Die Anzahl der Gartenteiche wächst von Jahr zu Jahr, auch bei den Aquarianern stösst solch ein Biotop immer mehr auf Interesse. Ob klein ob gross, hier haben Fische immer optimale Bedingungen, den ganzen Sommer über. Alle Fischarten, die sich dazu eignen lassen sich in die künstliche Wasserwelt des Gartenteiches einsetzen. Hier können auch Gymnogeophagus Arten, wie in ihrem Lebensraum, überwintert werden. Was am Anfang noch ein Experiment war, hat sich im laufe von zwei Jahren als unumgänglich herausgestellt.


Über all das habe ich in vielen verschiedenen Berichten geschrieben, die sicherlich Tipps für den Aquarianer oder auch Gartenteichbesitzer, enthalten. Fragen per e - m@il, beantworte ich sehr gern......

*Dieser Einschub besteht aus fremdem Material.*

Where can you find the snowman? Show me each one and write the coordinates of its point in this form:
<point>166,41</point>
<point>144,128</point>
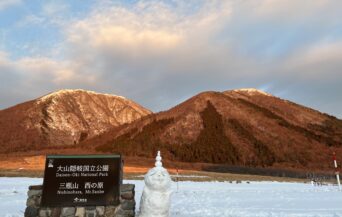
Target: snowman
<point>155,199</point>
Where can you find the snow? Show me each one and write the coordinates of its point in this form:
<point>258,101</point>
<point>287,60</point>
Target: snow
<point>68,91</point>
<point>219,199</point>
<point>252,91</point>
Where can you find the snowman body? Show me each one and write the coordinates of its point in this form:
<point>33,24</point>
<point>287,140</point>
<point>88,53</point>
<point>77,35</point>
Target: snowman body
<point>155,199</point>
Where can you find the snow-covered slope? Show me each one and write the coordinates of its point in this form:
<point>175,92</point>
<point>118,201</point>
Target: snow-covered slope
<point>65,117</point>
<point>214,199</point>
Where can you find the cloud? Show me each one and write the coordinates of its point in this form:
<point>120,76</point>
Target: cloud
<point>158,53</point>
<point>8,3</point>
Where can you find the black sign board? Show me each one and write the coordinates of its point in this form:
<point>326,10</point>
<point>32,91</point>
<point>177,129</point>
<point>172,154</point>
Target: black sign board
<point>82,180</point>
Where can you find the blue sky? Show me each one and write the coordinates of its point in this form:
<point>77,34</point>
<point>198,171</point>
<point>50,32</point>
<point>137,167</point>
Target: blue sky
<point>158,53</point>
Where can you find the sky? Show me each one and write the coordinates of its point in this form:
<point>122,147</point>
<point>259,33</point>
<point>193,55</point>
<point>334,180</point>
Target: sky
<point>159,53</point>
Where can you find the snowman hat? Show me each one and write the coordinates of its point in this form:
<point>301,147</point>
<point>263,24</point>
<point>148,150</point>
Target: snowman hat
<point>158,160</point>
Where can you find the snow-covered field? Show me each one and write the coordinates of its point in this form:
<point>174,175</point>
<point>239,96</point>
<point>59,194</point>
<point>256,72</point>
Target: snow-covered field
<point>220,199</point>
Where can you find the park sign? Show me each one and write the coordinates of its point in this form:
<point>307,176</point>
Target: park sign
<point>82,180</point>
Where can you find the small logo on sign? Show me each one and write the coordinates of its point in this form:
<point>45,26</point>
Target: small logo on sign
<point>50,164</point>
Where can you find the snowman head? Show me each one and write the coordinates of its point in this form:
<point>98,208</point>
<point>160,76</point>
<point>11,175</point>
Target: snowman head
<point>158,178</point>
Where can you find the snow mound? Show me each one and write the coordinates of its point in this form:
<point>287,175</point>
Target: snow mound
<point>214,199</point>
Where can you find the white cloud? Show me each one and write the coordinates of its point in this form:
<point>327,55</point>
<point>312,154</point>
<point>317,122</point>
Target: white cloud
<point>157,53</point>
<point>8,3</point>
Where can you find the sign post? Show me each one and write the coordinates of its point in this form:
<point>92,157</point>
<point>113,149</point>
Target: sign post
<point>337,172</point>
<point>82,180</point>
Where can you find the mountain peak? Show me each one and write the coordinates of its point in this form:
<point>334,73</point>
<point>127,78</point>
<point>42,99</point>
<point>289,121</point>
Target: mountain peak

In der Vergangenheit sind es die lebend - gebärenden Arten gewesen, die im Teich den Sommer über verbracht haben und zu stattlicher Grösse heranwuchsen. Es gibt aber auch unter den Buntbarschen einige Arten die nicht aus den permanent warmen Gebieten kommen. Sie sind es die wegen ihrer Überwinterung jedes Jahr, als Alternative zu der Aquarienhaltung, im Gartenteich Raum und gute Bedingungen finden.


Bei Beachtung dieser Lebensweise werden die Fische, ich spreche hier von den Gymnogeophagus - Arten, ihre volle Schönheit zeigen und robust gegen Krankheiten werden. Das wirkt sich nicht nur auf die Lebensdauer aus.


Für diejenigen die nicht an eine Haltung von Aquarienfischen interessiert sind, ist so ein Gartenteich ein Stück Natur mit seinen Pflanzen und Lebewesen die sich nach einiger Zeit wie von selbst einstellen.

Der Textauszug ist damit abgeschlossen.